The Information and Communications Technology (ICT)
The Information and Communications Technology (ICT) sector has been identified as another strong growth area for Jamaica. Significant potential investments have been identified and the government will be seeking through public/private partnerships to construct the facilities required to secure these investments.
In terms of the broader telecommunications market, the government has recently tabled a new comprehensive ICT policy designed to facilitate greater competition and more effective regulation to encourage more investment in communications technology and provide greater benefit to the consumer. This year will see the rollout of an island-wide broadband network to provide access for urban and rural communities to high-speed internet service and the unlimited opportunities that it offers for business and income-generating activity, education and personal development.
Our efforts to address the poor state of much of our road network will continue to be addressed primarily through the Jamaica Infrastructure Development Programme supported by a significant loan from the government of China. Work has already begun on the next leg of Highway 2000 from Sandy Bay to May Pen.
Education Transformation Programme
The development of our human resources is the most vital element in the development of our nation.

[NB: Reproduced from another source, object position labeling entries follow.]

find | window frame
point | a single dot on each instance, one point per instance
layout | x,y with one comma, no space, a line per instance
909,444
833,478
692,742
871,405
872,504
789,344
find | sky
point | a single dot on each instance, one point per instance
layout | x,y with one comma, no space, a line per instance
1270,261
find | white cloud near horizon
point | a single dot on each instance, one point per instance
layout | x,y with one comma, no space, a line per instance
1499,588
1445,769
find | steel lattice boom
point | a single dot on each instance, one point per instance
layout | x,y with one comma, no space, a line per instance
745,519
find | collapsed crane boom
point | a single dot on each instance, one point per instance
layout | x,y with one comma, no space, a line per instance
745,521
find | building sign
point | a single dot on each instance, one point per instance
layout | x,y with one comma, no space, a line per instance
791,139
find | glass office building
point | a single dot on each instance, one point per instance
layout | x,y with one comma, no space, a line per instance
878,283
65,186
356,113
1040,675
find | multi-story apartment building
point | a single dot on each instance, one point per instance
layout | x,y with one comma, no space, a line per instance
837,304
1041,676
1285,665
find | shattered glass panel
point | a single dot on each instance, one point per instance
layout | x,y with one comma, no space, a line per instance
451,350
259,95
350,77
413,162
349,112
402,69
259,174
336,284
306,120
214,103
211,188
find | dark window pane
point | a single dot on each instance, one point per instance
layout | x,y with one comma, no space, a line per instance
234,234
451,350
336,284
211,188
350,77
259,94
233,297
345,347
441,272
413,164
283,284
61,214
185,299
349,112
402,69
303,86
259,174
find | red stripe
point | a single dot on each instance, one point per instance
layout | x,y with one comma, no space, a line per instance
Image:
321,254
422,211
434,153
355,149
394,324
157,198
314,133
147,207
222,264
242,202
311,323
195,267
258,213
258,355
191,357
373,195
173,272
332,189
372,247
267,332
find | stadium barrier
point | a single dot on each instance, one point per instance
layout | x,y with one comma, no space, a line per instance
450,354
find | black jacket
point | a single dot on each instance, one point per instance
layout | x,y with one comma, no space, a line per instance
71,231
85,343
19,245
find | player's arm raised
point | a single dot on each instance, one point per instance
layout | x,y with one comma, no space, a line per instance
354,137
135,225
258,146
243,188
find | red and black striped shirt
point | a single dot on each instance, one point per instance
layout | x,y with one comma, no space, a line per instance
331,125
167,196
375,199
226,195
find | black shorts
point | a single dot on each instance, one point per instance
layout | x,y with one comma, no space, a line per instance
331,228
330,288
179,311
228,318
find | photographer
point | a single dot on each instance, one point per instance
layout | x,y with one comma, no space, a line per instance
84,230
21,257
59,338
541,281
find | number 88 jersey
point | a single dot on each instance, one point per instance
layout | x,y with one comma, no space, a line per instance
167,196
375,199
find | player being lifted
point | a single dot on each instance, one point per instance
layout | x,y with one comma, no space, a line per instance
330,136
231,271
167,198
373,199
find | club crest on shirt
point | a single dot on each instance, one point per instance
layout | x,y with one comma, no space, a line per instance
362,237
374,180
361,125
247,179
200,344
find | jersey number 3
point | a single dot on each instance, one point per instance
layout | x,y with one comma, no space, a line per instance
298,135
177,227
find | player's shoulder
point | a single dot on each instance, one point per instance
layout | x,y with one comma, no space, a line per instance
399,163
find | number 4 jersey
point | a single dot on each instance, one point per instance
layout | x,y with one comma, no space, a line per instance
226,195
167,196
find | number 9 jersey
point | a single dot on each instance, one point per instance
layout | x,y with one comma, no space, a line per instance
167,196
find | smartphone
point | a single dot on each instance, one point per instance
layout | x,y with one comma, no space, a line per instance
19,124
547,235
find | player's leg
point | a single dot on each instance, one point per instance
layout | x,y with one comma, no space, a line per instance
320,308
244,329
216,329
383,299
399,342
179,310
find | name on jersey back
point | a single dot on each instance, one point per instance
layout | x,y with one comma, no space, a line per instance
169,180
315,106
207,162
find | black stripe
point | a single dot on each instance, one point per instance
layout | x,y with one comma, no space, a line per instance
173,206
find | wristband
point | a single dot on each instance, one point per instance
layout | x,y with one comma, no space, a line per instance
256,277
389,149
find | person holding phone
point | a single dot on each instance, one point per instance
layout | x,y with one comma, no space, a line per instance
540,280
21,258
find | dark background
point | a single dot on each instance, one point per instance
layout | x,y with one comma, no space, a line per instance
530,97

The government continues to implement the strategies outlined in the Education Transformation Programme, albeit limited by our current financial constraints. Since 2006, secondary school enrolment has increased from 72% to 82% as we strive toward universal secondary education. The number of students graduating with a minimum of four CXC passes has risen from 9,700 to 14,700. The Career Advancement Programme is being rapidly expanded to provide opportunities for skills development to those who have under-achieved through the normal grade progression. At the same time, emphasis is being placed on improving and expanding early childhood education to better equip our children to succeed through the primary and secondary system.
The government will also focus efforts on supporting youth entrepreneurship and the implementation of community-based youth-led development projects as part of the National Youth Mainstreaming Strategy.
Public Sector Transformation
The restructuring and rationalization of the public sector to improve its efficiency and effectiveness in facilitating growth has also been a priority for the government. The recommendations of the Public Sector Transformation Unit have been widely discussed including consideration by the Public Administration and Appropriations Committee of Parliament. The final decisions and implementation strategy will also be outlined during the Budget Debate.
An issue that must be urgently addressed is the rising cost of pensions for public sector workers which has risen by 82% in the last 4 years. Detailed studies with recommendations as to how the pension system can be managed in a sustainable way are virtually complete and will require decisions to be made during this year. Existing pensioners and those public sector workers approaching retirement can be assured that their entitlements will be preserved even as the reforms are introduced.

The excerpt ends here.